A Small Code Renaming Example in Python

techocodger

techocodger

Posted on July 8, 2023

A Small Code Renaming Example in Python

I've recently gone to make some edits in a program, and immediately realised that my variable and function naming was poor and should be rectified before I make the next edits.

The general situation is in a part of the application Foldatry, in particular the part that does the hash-based matching of files by their content. In the process of that, it visits every file and calculates a hash by reading the entire file. This is a fairly standard way of finding files that have the exact same content, regardless of the filenames and timestamps.

What I would like to do, is to amend the program to let me have an option to do a faster process in which it first matches file by their filenames, sizes and timestamps. But first, some housekeeping seemed worthwhile.

Prefixes

As I'll be using them in this example, while not vital to make sense of the following, it may be useful to know my personal prefix codes are:

  • i = internal - where that seems useful to distinguish from one of similar name with a different prefix
  • v = var parameter - aka passed by reference (the "var" here comes from Pascal)
  • p = parameter - by passed by value
  • r = result - a value that will be quoted in a Python "return" statement
  • g = global - which in the context of Python means global to a module - I try to avoid needing this.

The Outer Call

Here is the outer layer of the call that does this.

def filedupetry_command( p_tree_paths, p_multi_log):
    # set up structures for Phase 1
    d_dct_size_lst_pfn = {} # dictionary of file sizes each with a list of pathfiles
    mtc_dct_hash_lst_tplfilinf = {} # dictionary of hashes 
    mtc_dct_file_selves = {} # dictionary of files with info about them
    # ---------------------
    # Phase 1 - tree traversal
    # Traverse the tree calculating and collecting hashes
    tpi = 0
    tpn = len(p_tree_paths)
    for i_tree_path in p_tree_paths:
        tpi = tpi + 1
        traverse_tree_add_hash( d_dct_size_lst_pfn, mtc_dct_file_selves, i_tree_path, p_multi_log)
    # ---------------------
    # Phase 2 - Hashes for files the same size
    build_hash_dct_from_Size_dct( mtc_dct_hash_lst_tplfilinf, d_dct_size_lst_pfn, p_multi_log)
    # ---------------------
    # Phase 3 - Analysis - make a size based dictionary of the hashes
    dct_size_lst_hash_multi_files = make_dct_size_lst_hashed_with_multi_files( mtc_dct_hash_lst_tplfilinf )
    # ---------------------
    return mtc_dct_hash_lst_tplfilinf, mtc_dct_file_selves, dct_size_lst_hash_multi_files
Enter fullscreen mode Exit fullscreen mode

It was passed in a list of folders to process - i.e. a list of strings giving the paths. You can ignore all the p_multi_log references as that is for my logging system.
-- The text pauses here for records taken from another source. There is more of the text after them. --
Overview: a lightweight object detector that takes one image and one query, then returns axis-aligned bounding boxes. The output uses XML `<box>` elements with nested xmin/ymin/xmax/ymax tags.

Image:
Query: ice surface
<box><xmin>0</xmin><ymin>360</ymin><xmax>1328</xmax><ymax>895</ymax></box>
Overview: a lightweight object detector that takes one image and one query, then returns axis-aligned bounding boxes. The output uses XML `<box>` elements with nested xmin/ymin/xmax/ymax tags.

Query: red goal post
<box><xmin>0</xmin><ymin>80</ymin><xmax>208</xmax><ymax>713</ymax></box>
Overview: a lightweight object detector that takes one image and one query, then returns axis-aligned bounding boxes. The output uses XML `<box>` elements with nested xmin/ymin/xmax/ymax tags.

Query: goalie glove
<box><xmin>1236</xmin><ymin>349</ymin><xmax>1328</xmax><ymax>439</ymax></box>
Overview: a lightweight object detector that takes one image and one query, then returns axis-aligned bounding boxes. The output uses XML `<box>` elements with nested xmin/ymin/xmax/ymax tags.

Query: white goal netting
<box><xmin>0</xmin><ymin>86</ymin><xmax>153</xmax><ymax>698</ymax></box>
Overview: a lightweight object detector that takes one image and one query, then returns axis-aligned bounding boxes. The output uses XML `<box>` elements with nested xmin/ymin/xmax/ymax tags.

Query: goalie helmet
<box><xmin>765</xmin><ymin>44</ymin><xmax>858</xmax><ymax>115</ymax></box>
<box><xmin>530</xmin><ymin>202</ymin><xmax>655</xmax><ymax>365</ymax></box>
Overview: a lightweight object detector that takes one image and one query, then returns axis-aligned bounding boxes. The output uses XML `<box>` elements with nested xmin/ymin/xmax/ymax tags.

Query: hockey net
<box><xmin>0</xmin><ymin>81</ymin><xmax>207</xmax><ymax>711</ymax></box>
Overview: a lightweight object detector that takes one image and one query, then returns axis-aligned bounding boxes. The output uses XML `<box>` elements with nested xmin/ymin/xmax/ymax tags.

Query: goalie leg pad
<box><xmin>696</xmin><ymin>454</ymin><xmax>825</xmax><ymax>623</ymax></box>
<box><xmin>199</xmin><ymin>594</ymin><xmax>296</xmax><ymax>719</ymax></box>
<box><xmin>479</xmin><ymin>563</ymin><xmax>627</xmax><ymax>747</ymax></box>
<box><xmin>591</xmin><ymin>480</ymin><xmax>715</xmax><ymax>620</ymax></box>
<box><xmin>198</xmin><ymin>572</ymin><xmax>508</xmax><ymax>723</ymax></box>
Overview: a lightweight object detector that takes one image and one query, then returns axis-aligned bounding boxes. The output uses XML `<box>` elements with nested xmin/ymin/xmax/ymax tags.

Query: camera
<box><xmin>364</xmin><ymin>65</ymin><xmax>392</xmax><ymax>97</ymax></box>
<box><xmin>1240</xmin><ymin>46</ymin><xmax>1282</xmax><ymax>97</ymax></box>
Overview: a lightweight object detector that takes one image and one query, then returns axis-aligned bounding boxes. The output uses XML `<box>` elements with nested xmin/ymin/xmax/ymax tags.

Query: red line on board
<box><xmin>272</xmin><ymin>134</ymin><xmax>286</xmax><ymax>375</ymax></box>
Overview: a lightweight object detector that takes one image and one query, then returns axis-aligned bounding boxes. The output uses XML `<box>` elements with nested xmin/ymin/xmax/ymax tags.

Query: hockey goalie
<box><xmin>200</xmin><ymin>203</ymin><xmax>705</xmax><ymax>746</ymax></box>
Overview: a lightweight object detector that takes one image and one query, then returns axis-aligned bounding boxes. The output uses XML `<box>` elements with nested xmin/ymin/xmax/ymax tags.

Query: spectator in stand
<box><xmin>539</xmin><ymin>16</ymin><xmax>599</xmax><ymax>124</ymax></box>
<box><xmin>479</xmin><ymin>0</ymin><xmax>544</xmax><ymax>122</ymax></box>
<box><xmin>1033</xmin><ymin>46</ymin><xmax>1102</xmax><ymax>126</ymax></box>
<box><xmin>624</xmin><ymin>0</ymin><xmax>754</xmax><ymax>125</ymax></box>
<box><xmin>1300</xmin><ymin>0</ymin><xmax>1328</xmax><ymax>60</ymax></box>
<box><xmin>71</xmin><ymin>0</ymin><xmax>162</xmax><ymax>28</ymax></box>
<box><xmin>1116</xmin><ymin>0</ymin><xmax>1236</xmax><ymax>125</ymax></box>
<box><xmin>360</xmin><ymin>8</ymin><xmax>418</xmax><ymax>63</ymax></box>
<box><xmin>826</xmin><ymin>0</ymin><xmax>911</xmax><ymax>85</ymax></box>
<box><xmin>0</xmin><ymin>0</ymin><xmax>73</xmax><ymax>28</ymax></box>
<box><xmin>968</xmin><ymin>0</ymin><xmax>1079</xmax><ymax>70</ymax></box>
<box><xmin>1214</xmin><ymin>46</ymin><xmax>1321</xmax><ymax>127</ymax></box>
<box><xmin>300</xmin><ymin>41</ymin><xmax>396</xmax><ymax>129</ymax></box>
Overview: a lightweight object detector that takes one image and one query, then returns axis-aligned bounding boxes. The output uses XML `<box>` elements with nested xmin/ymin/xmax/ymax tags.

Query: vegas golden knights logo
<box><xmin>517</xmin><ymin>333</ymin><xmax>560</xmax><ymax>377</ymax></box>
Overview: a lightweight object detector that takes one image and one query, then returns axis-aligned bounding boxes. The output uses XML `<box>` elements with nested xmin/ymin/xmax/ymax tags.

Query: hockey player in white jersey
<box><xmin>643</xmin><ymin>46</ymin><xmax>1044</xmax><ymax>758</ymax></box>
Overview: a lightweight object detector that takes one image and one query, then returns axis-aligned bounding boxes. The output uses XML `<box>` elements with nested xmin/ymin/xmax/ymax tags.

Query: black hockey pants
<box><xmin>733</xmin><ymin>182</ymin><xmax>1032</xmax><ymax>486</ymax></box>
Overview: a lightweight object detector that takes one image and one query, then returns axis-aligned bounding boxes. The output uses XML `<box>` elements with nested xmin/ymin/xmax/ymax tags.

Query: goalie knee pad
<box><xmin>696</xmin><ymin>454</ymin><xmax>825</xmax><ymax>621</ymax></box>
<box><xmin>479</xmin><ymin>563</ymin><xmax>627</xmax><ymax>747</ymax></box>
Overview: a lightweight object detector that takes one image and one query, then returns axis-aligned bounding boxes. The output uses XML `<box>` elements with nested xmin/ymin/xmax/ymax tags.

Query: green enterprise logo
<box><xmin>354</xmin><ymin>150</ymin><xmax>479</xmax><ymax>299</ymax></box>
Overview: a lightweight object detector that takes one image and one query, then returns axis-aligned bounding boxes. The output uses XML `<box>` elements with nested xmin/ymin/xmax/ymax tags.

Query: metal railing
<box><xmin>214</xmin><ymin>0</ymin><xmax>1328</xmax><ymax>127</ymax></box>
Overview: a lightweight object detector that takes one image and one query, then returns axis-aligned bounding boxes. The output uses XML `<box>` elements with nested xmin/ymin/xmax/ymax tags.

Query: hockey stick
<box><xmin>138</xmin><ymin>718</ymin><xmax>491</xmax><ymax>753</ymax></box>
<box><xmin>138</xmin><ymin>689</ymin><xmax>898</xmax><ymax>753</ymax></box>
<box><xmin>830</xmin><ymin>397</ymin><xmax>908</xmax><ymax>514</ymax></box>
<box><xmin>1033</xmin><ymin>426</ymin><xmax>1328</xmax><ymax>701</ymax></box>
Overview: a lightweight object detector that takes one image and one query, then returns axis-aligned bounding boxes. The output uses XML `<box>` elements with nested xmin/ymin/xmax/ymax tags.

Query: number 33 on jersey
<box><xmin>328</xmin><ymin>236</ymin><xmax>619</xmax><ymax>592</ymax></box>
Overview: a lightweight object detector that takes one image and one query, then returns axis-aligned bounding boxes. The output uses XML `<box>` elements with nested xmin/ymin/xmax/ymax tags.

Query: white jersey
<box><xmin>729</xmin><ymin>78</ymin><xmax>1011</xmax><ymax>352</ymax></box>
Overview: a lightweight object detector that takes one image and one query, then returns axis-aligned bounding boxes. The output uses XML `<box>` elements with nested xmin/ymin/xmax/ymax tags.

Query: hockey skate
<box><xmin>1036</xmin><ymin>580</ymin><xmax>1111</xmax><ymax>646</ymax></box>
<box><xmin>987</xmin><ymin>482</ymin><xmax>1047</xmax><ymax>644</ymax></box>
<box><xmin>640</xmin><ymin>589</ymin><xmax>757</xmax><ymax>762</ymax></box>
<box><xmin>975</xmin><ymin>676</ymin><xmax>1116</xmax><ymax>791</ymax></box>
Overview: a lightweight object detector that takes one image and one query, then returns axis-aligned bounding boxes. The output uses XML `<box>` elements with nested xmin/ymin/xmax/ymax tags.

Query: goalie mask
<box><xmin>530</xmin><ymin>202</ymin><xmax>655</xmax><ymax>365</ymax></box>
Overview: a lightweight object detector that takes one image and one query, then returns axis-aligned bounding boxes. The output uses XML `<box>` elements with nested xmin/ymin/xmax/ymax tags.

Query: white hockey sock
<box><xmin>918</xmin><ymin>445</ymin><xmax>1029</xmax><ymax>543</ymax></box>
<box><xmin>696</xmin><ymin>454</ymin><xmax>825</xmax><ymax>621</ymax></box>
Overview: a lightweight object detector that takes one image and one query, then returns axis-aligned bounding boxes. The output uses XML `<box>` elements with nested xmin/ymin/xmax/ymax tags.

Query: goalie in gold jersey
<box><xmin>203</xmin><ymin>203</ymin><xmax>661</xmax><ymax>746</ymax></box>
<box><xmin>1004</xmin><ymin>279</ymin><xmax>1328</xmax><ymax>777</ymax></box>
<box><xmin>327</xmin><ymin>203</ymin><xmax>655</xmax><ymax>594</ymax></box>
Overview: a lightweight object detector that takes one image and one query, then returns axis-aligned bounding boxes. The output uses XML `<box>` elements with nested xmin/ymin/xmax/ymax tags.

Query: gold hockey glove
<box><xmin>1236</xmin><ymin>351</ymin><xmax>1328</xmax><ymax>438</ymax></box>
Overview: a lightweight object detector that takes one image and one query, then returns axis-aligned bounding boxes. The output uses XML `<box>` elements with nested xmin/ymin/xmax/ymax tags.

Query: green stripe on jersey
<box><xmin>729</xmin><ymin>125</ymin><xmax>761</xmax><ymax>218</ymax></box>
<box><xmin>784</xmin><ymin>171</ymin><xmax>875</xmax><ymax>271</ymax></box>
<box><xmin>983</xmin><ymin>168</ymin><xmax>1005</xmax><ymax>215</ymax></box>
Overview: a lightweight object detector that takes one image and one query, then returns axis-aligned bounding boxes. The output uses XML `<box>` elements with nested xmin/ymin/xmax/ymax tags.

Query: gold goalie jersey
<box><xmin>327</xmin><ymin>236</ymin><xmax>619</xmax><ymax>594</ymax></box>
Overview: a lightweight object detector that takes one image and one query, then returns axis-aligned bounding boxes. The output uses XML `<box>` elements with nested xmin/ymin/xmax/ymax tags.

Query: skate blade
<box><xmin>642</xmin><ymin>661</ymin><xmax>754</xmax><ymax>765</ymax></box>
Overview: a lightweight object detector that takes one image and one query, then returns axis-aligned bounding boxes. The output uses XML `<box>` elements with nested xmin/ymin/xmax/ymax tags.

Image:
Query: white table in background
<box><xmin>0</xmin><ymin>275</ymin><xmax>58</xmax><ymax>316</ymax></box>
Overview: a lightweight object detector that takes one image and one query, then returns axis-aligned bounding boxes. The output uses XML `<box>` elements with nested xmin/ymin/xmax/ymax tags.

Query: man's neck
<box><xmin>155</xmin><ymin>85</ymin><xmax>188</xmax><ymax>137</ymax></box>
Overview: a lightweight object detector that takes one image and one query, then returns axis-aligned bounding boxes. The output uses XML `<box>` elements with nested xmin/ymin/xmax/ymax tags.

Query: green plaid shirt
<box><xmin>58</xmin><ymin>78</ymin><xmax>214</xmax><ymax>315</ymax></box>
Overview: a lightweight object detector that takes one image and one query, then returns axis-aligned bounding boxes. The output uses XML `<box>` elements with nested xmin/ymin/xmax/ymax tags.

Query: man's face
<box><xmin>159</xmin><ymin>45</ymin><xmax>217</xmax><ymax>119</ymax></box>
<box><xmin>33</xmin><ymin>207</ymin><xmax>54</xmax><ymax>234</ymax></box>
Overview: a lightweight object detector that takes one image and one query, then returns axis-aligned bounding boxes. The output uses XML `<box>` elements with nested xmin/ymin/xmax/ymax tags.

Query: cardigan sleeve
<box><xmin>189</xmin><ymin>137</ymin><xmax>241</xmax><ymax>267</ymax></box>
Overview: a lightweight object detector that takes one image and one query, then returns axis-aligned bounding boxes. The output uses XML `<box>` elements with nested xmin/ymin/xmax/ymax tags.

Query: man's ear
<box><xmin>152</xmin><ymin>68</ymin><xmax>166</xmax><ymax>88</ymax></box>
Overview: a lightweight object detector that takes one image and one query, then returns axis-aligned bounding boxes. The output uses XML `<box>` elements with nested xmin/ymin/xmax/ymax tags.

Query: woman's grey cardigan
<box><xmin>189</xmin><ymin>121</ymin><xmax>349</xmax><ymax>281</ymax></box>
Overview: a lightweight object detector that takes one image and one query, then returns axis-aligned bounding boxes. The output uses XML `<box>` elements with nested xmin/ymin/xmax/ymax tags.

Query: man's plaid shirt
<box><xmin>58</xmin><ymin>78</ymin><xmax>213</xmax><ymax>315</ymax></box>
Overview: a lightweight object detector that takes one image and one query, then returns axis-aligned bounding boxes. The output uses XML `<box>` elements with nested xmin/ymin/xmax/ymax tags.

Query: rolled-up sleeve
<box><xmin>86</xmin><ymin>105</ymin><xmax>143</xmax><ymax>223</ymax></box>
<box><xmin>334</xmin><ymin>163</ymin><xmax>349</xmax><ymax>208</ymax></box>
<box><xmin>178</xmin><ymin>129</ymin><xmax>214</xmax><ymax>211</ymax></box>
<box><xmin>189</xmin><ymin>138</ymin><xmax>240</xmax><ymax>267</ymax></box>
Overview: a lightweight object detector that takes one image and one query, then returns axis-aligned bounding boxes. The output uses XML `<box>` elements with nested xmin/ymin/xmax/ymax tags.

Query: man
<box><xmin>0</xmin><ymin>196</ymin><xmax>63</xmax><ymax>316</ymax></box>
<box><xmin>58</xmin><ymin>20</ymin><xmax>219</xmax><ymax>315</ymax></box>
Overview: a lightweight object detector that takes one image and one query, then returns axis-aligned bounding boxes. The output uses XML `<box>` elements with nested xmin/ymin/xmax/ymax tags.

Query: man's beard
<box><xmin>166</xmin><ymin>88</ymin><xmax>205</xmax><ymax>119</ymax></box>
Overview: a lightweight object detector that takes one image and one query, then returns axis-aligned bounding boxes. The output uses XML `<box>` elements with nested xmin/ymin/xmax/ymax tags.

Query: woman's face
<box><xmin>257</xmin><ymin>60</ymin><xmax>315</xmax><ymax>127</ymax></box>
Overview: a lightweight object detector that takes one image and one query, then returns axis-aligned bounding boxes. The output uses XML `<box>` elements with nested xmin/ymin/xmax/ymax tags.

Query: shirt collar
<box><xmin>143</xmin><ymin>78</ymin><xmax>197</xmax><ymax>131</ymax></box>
So actually the first thing that's poor about this code already: is that the name of a function it calls is quite misleading.
i.e. traverse_tree_add_hash because while that name was valid the first time I wrote it, I later changed the approach.
Actually now, that function builds just a dictionary of files keyed by their sizes - for the idea that only those of the same size should then be hashed for contents. However, this improvement is reperesented in the name of the local parameter being passed to it d_dct_size_lst_pfn being a dictionary keyed by size and having a list of path-filenames.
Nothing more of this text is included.